Friday, April 29, 2005

Estimating a project

When a project or collection of projects is in the idea or concept stage, you want to put together a high-level estimate to see whether or not the project is worth pursuing. You typically do not want to spend too much time working on a detailed estimate at this point, since you do not know if the idea is a worthwhile. Basically, you just want to know the relative magnitude of the effort. While you may be asked to provide a high-level estimate of the cost, the business people are also struggling to try to understand and quantify what the benefits of the project will be.

The most accurate way to estimate a project is usually to build a work breakdown structure and to estimate all of the lowest level individual work components. This is a bottom-up approach. It is also the most time consuming and is not appropriate for the initial estimating that you do early on in the funding and prioritization process.

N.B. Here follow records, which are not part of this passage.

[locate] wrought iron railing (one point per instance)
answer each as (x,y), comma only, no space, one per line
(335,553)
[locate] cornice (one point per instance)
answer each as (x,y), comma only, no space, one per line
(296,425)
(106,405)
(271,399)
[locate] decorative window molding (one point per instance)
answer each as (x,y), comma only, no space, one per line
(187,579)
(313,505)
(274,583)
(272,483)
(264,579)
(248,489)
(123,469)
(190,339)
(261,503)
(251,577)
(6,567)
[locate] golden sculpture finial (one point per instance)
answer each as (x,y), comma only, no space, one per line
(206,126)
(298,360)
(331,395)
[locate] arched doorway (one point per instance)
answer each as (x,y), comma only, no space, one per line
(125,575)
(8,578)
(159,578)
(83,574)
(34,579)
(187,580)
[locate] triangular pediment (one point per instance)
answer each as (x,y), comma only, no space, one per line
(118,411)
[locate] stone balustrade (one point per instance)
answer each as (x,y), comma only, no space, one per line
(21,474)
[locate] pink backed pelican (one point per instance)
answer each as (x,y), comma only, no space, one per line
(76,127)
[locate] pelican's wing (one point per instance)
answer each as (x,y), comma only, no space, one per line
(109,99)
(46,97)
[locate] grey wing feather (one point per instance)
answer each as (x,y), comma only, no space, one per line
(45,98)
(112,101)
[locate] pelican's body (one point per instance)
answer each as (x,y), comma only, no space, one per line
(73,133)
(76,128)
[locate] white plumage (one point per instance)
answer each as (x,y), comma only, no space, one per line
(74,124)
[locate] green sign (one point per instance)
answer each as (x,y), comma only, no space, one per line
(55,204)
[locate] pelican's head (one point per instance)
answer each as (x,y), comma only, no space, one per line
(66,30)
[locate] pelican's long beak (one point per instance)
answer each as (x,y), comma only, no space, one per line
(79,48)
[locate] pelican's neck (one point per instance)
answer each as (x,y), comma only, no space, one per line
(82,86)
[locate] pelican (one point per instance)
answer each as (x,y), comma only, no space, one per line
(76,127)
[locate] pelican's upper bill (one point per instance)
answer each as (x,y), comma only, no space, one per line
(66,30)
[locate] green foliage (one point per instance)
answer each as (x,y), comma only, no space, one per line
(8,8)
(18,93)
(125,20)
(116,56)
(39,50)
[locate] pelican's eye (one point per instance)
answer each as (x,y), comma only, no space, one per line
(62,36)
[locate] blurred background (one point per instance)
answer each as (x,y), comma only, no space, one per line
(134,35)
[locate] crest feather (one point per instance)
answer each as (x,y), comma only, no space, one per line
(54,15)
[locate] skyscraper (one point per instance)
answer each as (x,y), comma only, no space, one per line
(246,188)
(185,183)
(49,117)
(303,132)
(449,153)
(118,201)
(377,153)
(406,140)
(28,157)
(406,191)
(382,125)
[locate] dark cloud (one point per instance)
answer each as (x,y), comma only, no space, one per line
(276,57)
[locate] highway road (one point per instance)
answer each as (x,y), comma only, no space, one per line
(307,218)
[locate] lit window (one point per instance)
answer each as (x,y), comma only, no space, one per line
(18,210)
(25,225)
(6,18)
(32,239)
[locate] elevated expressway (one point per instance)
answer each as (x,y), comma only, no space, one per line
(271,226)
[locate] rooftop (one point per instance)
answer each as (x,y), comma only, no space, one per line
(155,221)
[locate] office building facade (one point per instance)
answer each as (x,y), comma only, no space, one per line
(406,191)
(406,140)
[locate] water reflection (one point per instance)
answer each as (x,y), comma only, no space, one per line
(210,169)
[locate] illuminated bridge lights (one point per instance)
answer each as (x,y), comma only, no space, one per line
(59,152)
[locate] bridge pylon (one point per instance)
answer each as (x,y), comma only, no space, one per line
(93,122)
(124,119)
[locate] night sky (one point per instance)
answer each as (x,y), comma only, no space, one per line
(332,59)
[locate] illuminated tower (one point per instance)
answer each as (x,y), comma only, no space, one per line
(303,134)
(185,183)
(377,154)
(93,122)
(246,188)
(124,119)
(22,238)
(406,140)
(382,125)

Instead, you will want to utilize a top-down approach, trying to gain as much estimating confidence as possible while also taking as short a timeframe as is practical. To give you a few examples, the following are all top-down techniques that should be considered. Depending on the project, you may find that one or more techniques will work especially well. If you think the effort is large enough to be considered a program (collection of projects), then you need to take your best guess at breaking it up into a corresponding set of projects and then estimate the projects at a high level.

Partial Work Breakdown Structure (WBS)

In this approach, you would start building a traditional WBS, but you would only take it down one or two levels. At that point you would estimate the different work components, using your best guess, or one of the other estimating techniques listed here.

Previous History

This is by far the best way to estimate work. If your organization keeps track of actual effort hours from previous projects, you may have information that will help you estimate new work. The characteristics of the prior work, along with the actual effort hours, should be stored in a file/database. You then describe your project in the same terms to see if similar work has been done in the past. If so, then you have a good idea of the effort required to do your work.

Analogy

Even if you do not keep actual effort hours from previous projects, you may still be able to leverage previous work. Analogy means that you describe your work and ask your organization whether a similar project has been done in the past. If you find a match, see how many effort hours their project took and use this information for your estimate. (If the organization does not track actual effort hours, find out how many people worked on the project, and for how long, and then adjust the hours as needed.) Analogy is similar to the Previous History except that in the Previous History technique you have some structured method to compare historical projects to the one you are estimating. In the Analogy technique you do not have all the facts, so you are relying instead on comparisons with prior projects that seemed "similar".

Expert Opinion

In many cases you may need to go to an internal or external expert to get help estimating the work. For instance, if this is the first time you have used a new technology, you may need the help of an outside research firm to provide information. Many times these estimates are based on what other companies in the industry are experiencing. You may also have an internal expert who can help. Although this may be the first time you have had to estimate a certain type of project, someone else in your organization may have done it many times.

Parametric Modeling

To use this technique, a pattern must exist in the work so that an estimate of one or more basic components can be used to drive the overall estimate. For instance, if you have to implement a package in 40 branch offices, you could estimate the time and effort required for a typical large, medium, and small office. Then, group your 40 offices into buckets of large, medium, and small. Finally, do the math to estimate the entire project.

Ratio

Ratio is similar to analogy except that you have some basis for comparing work that has similar characteristics, but a larger or smaller scale. For instance, you may find that the effort required to complete a software installation for office A was 500 hours. There are twice as many people in the B office, which leads you to believe it may take 1000 hours there.

Estimate in Phases

One of the most difficult aspects of estimating projects is that you do not know exactly what work will be needed in the distant future. To reduce the level of uncertainty, you can break the work into a series of smaller projects and only give an estimate of the most current project, with a more vague estimate for the remaining work. For instance, many times you can provide a high-level estimate for an analysis phase, during which you will gather business requirements. After you have the requirements, then you will be in a position to estimate the rest of the project (or at least the next major phase). At that point, management can again do a cost-benefit calculation to determine if it makes sense to proceed with the rest of the project.

Summary

When you want to do a quick estimate of project cost, you want to use some type of high-level, top-down approach. Depending on the characteristics of the project and the type of information you have available, these approaches can actually be very accurate. Worst case, they should at least give you a decent ballpark estimate. From an expectations standpoint, this type of high-level estimate should be 25% to +75% accurate. That is, if you estimate the cost of the project to be $100,000, you would expect the actual cost to be in the range of $75,000 to $175,000. If your management or customer would like more accuracy than that, they need to give you more time to allow you to uncover more details, or lay the work out at a lower level.